Considéré comme une œuvre de rupture, Le Sacre du printemps de Stravinsky a fait basculer la création musicale et chorégraphique dans la modernité. Le manuscrit autographe du ballet a été acquis par la Bibliothèque en 1986.

Igor Stravinsky, « Le Sacre du printemps », manuscrit autographe - BnF, département de la Musique / Photo Elie Ludwig

 

La création houleuse du Sacre du printemps, le 29 mai 1913, au Théâtre des Champs-Élysées à Paris, par les Ballets russes de Serge Diaghilev, est considérée comme l’un des grands jalons du XXe siècle artistique, tant dans le domaine de la musique que de la danse. Les positions pieds en-dedans et les sautillements frénétiques de la chorégraphie de Vaslav Nijinski, tout comme le langage orchestral âpre et bannissant la mélodie d’Igor Stravinsky exaspérèrent une partie du public dont les vociférations sont restées légendaires.

Avec sa mise en scène chaotique soulignant une musique dissonante, le ballet constitua l’une des grandes ruptures fondatrices de la création contemporaine. Alors que la chorégraphie de Nijinski tomba rapidement dans l’oubli – au point de devoir être reconstituée par Millicent Hodson et Kenneth Archer pour pouvoir être redonnée à partir de 1987 –, la partition de Stravinsky s’imposa comme l’un des grands classiques du répertoire orchestral du siècle passé et comme l’un des morceaux de bravoure de tout chef d’orchestre confirmé. Publiée pour la première fois au début des années 1920 mais maintes fois corrigée et révisée par le compositeur, l’œuvre fit l’objet de plusieurs éditions sans que jamais aucune ne fît vraiment autorité et dispensât totalement l’interprète de se plonger dans le maquis des sources de ce chef-d’œuvre de la musique du XXe siècle.

Un ensemble de sources musicales cohérent

Le manuscrit autographe du Sacre du printemps a été préempté par la Bibliothèque en 1986 lors de la dispersion en vente publique de la fabuleuse collection d’André Meyer. Cette acquisition s’inscrivait dans le cadre des actions menées par l’établissement pour rassembler les éléments les plus significatifs du patrimoine musical national et complétait aussi les importantes collections de la BnF (archives, partitions, dessins de décors et de costumes, photographies, programmes, affiches, costumes…) sur la compagnie de Diaghilev, qui marqua puissamment Paris et le monde artistique au début du XXe siècle.

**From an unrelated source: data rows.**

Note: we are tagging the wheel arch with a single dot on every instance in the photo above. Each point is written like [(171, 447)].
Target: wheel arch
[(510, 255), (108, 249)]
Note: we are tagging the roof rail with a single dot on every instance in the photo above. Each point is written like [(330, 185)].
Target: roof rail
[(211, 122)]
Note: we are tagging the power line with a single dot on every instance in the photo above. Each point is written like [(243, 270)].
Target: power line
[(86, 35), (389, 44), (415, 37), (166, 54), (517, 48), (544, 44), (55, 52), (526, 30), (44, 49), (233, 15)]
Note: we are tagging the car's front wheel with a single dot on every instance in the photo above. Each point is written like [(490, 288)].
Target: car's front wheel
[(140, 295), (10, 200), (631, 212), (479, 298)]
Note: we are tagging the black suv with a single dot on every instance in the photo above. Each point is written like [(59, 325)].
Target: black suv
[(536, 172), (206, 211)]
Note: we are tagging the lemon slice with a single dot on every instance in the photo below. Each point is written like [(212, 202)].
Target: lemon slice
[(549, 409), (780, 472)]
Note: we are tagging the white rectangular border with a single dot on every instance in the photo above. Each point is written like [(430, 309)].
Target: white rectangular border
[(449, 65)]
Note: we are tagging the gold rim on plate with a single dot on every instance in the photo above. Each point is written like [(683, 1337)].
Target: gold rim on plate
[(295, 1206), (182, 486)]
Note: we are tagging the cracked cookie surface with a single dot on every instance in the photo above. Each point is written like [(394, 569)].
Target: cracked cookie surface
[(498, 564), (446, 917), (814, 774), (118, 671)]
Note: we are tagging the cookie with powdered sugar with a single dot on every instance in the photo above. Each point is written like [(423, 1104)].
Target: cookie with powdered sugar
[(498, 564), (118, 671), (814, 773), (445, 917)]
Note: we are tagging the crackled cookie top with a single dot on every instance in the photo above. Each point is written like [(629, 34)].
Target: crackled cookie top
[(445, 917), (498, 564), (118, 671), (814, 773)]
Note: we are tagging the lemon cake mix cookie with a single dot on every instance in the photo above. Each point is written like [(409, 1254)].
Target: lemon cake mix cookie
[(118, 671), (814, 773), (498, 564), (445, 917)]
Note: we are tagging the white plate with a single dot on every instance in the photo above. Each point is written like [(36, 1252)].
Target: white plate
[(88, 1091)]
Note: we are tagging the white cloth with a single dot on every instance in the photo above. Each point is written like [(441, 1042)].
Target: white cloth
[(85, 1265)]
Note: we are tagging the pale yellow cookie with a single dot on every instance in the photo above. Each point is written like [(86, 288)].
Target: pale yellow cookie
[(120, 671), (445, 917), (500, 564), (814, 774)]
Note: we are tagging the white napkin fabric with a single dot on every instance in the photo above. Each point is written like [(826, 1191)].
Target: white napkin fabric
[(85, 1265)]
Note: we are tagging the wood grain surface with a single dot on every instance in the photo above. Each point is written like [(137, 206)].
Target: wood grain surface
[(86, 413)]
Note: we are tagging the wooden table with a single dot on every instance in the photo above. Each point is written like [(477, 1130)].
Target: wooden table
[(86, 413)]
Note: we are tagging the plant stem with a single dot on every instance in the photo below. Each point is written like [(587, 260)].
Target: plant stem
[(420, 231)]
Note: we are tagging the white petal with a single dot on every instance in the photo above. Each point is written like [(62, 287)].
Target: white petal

Elle créait enfin au sein de la Bibliothèque un ensemble de sources musicales cohérent autour du Sacre du printemps constitué, outre ce manuscrit, par les esquisses autographes du « Sacre » acquises elles aussi lors de la vente Meyer et par le manuscrit autographe du dernier numéro du Sacre du printemps, la « Danse sacrale de l’élue », dans sa réorchestration de 1943 (don de la compositrice Nadia Boulanger en 1980). Contenant vingt-trois feuillets de belle dimension, méticuleusement notés à l’encre noire par Stravinsky, peut-être aidé par sa première épouse, Catherine, le manuscrit propose un premier état complet de la première des deux parties du Sacre du printemps. Abondamment repris, il porte des corrections du compositeur ainsi que des annotations du chef d’orchestre qui assura la création du ballet, Pierre Monteux. Il fut confié par Stravinsky au compositeur Nicolas Miaskovski pour vérification et corrections d’erreurs et pour qu’il le montrât à l’influent critique Vladimir Derjanovski. Il servit sans doute de base à la réalisation du manuscrit définitif complet conservé à la Fondation Paul Sacher de Bâle et constitue l’une des traces les plus spectaculaires d’un moment fondateur de la modernité.